The woman had moved a magistrate’s court, which ordered the husband to pay interim maintenance of Rs 2,000 per month and rent of Rs 1500 per month to his wife for making her own living arrangements under the DV Act.
The wife challenged this order before Sessions a court, which modified the order and directed the husband and his parents to provide her accommodation in the shared household, which was in the name of the husband’s father.
The husband’s parents then approached the high court, where Justice Sandip Kumar More said it is now settled that “even if the shared household stands in the name of in-laws, the wife can very well claim a residence order in respect of such a shared household.”

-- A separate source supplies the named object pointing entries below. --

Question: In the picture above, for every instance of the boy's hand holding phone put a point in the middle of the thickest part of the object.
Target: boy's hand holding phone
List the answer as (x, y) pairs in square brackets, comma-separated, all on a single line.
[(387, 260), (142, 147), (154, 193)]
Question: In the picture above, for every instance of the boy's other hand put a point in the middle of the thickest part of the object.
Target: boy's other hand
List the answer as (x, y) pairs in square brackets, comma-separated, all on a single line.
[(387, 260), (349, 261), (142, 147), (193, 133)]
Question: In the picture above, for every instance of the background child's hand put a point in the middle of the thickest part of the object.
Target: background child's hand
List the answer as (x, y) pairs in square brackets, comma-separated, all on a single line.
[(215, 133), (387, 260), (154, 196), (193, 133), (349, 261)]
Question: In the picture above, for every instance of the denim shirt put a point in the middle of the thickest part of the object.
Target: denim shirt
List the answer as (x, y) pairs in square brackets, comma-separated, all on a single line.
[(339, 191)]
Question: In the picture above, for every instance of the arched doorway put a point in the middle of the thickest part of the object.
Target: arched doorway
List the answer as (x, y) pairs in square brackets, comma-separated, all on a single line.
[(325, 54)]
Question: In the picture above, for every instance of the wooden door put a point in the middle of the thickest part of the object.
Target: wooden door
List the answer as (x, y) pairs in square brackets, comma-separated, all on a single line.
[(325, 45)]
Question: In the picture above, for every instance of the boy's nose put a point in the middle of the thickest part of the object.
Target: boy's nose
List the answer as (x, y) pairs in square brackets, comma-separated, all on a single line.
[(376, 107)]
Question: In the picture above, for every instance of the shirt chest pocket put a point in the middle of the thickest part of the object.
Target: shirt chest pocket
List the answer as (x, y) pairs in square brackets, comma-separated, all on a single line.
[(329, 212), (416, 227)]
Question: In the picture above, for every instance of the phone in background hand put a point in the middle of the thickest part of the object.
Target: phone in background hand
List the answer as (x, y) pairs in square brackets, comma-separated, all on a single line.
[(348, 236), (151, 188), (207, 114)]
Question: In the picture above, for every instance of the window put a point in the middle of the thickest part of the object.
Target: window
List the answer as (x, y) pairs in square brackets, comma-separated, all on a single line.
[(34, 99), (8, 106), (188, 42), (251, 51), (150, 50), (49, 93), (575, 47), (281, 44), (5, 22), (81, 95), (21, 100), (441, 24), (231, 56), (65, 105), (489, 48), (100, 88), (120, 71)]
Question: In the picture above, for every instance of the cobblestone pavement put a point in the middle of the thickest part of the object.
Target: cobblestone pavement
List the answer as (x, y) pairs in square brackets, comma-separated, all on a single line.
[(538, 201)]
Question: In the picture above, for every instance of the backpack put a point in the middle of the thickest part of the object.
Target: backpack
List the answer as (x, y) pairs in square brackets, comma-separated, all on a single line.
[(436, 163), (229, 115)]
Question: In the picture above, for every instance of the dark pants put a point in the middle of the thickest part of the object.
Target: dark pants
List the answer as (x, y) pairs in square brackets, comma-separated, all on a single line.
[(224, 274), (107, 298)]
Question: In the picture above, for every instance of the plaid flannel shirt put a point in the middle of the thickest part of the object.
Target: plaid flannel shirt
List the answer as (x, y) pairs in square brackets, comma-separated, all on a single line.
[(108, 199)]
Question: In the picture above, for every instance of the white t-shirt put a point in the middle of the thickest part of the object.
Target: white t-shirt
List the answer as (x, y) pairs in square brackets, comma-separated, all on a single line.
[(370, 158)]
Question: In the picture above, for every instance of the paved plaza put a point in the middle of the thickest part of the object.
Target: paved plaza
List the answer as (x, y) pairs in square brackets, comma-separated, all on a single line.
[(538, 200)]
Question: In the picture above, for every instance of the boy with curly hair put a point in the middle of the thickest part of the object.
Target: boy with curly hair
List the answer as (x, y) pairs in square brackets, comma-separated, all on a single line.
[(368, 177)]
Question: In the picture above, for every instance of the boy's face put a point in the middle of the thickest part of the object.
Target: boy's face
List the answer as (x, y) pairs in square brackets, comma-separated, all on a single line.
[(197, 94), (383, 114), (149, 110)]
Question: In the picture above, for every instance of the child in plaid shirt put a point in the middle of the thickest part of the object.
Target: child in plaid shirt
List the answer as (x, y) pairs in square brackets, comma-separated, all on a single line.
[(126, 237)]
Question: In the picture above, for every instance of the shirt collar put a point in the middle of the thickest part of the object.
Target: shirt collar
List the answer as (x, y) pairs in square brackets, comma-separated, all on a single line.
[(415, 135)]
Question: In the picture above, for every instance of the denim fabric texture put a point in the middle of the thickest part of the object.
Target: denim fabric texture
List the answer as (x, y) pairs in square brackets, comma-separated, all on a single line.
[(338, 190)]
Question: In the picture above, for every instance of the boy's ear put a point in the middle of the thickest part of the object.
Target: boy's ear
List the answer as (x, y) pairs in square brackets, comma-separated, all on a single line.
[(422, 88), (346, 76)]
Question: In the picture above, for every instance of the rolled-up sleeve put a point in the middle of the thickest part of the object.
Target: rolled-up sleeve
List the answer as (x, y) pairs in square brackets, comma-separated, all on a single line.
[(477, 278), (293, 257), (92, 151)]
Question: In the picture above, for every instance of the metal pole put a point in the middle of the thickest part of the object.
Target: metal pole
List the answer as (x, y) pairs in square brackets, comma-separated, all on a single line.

However, since the couple’s marriage had been dissolved in July 2018, the husband’s parents claimed that the divorced wife cannot claim a residence order or enforce an earlier residence order that was issued during her marriage to their son.
The woman contended that the husband obtained divorce through fraud, and filed an appeal against it.
Justice More ruled that that Section 17 of DV Act does allow the woman right to residence, but it’s only true when the woman continues to reside in the shared household before divorce.
“As such, the divorced wife cannot resort to the earlier residence order when her marriage with her husband has been dissolved by a divorce decree passed by the court having proper jurisdiction and especially when she had already left their shared household four years ago. Under the circumstances, she is not even entitled to the relief of restraining dispossession since she is not in possession of the shared household,” the court stated.
“Mere pendency of an appeal will not come in the way of the present applicants challenging the order passed by the magistrate,” Justice More added.
“Therefore, I come to the conclusion that she, being a divorced wife, is not entitled to claim a residence order or the implementation of an earlier residence order in the light of changed circumstances, i.e., after her subsequent divorce for occupying the shared household after leaving the same long ago and prior to her divorce. I am of the opinion that the Magistrate has definitely erred in directing the applicants to provide one room to her in the shared household,” Justice More held.